Zak Brown has confirmed that the recently reported stake sale is “all done”, meaning McLaren Racing has reached a value of $4.1billion, according to Bloomberg.
It was reported at the beginning of September 2025 that the Bahraini sovereign wealth fund Mumtalakat and automotive investment group CYVN Holdings, which already own McLaren Group, were looking to acquire a further 30% stake in McLaren Racing. “We’re all done,” Brown confirmed of the stake sale, meaning the two companies have gained 100% ownership of the racing arm.
He added: “The sport is on fire, you know, every metric, demand for teams. It wasn’t long ago that Liberty [Media] acquired the sport and put a cost cap in place, which kind of ensured everyone’s financial stability and on- track stability and competitiveness.
“So it’s been a wonderful thing. The fans are coming out in the tens and hundreds of millions, sponsors, partners in the sport, unlike we’ve ever seen before, so the sport is on fire, and long may it continue.”
The McLaren chief went on to shoot down claims that valuations within the championship had reached their peak.

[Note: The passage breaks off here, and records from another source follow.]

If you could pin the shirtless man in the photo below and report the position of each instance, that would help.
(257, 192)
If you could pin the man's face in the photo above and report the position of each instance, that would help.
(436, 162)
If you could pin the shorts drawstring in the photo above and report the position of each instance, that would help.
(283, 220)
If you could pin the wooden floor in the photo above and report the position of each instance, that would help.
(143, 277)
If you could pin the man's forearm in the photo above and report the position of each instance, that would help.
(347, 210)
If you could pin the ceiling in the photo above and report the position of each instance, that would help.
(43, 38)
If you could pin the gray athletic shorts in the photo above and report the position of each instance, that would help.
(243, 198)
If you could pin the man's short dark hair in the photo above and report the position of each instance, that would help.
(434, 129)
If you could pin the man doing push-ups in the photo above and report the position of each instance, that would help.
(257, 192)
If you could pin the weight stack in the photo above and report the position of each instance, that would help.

“I don’t think so. I think if you look at sports in general, and I wouldn’t say I’m an expert at all sports by any means, but they’ve only been going north forever. Every time there’s a record deal and whatever sport it is, everyone goes, ‘Oh, that was crazy’.
“And then you look back and in five years, they’ve still gone up. So I think our sport in particular has a lot of room for growth. We have 24 races, we have demand for probably 30 grands prix, so the demand is strong.
“Our car has the best brands in the world, the Mastercards, the Googles, etc. The competition is amazing. Last year, four teams won, seven different drivers won multiple races.
“It’s the first time I’ve seen that in my 30 years of following the sport, so the on-track competition is great. The off-track drama, as captured by Netflix, is fantastic. The demand for grands prix has never been stronger, so I think the sport, in many ways, is just getting going.”